The interest people receive on their savings bank account is considered as their income. Moreover, it is taxable. Then also, people get tax exemption on bank interest. It is offered by Section 80TTA of the Income Tax Act. It provides a tax deduction on interest income through deposits kept in the savings account of certain financial institutions.
Tax Exemption On Bank Interest:
Eligibility And Deduction Limit
Tax exemption on bank interest is applicable to all individual taxpayers and HUF.
In terms of the deduction limit, from the gross income, income interest earned from savings account of up to Rs. 10,000 is tax deductible. Interest is considered “Income from Other Sources” when it is earned over Rs. 10,000 (and above). Moreover, it is taxable. So basically Rs.10,000 is the maximum deduction allowed.
Applicable Savings Accounts And The Necessary Documents
The savings accounts which qualify under tax exemption on bank interest (80TTA) are:
- Bank or banking companies with savings accounts.
- Post offices with savings accounts.
- Co-operative societies indulged in banking with savings accounts.
Moreover, the documents required are bank statements of a person’s savings account, which is enough to help us sort out the interest income and tax deduction on an income.
Section 10(15)(i) – Tax Exemption
This section prevents interest in a post office savings bank interest of up to Rs. 3,500 in an individual’s account and Rs. 7,000 (in a joint account) by virtue of Notification No. 32/2011. Moreover, it is dated back to 3rd, June 2011 with Notification No. GSR 607, 9th June 1989.
Also read – Income Tax Filing Time: Which Form Should You Fill?
The effect cumulatively on Section 10(15)(i) and 80TTA concerns the prevention under Section 10(15)(i) and can be claimed in addition to the reduction under Section 80TTA.

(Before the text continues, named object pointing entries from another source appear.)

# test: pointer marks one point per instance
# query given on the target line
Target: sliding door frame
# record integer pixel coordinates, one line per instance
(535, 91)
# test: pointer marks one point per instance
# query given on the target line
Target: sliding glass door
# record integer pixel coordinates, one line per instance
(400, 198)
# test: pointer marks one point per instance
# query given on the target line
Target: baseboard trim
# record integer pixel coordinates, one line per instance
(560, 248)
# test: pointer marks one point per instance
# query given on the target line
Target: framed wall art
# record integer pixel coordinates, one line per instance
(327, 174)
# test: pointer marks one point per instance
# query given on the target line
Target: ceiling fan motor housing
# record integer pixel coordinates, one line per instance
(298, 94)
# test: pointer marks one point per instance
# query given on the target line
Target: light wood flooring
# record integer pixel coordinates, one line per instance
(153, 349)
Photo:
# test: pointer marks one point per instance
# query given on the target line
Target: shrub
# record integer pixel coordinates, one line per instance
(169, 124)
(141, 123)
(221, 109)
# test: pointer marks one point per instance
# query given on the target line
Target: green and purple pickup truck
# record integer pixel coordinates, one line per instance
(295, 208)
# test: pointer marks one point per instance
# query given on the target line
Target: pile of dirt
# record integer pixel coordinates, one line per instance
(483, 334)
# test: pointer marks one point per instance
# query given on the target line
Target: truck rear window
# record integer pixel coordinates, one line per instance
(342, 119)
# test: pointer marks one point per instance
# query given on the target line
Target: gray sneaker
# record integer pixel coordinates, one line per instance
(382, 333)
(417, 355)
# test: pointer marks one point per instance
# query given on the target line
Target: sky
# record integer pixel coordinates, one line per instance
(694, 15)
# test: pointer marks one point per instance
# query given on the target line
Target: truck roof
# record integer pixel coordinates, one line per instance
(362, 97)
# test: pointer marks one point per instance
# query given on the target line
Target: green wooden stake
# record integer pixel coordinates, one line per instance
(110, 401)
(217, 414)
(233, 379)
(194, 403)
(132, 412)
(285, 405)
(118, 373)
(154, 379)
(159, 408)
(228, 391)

How Is Interest On Savings Account Computed?
The actual calculation method of interest is usually not known as people are educated about the methods involved. Earlier banks gave interest on the available minimum balance in the account in a month. For example, if a person kept a balance of over Rs. 1,00,000 during the entire month except for one day, the balance fell to Rs. 10,000. The bank would pay the person interest calculated on Rs. 10,000.
Moreover, this method has changed now, as banks have begun to offer interest. The interest is calculated on a daily basis on the money lying in a person’s account at the day’s end. This leads to customers receiving better benefits because of high interest calculated on their deposits.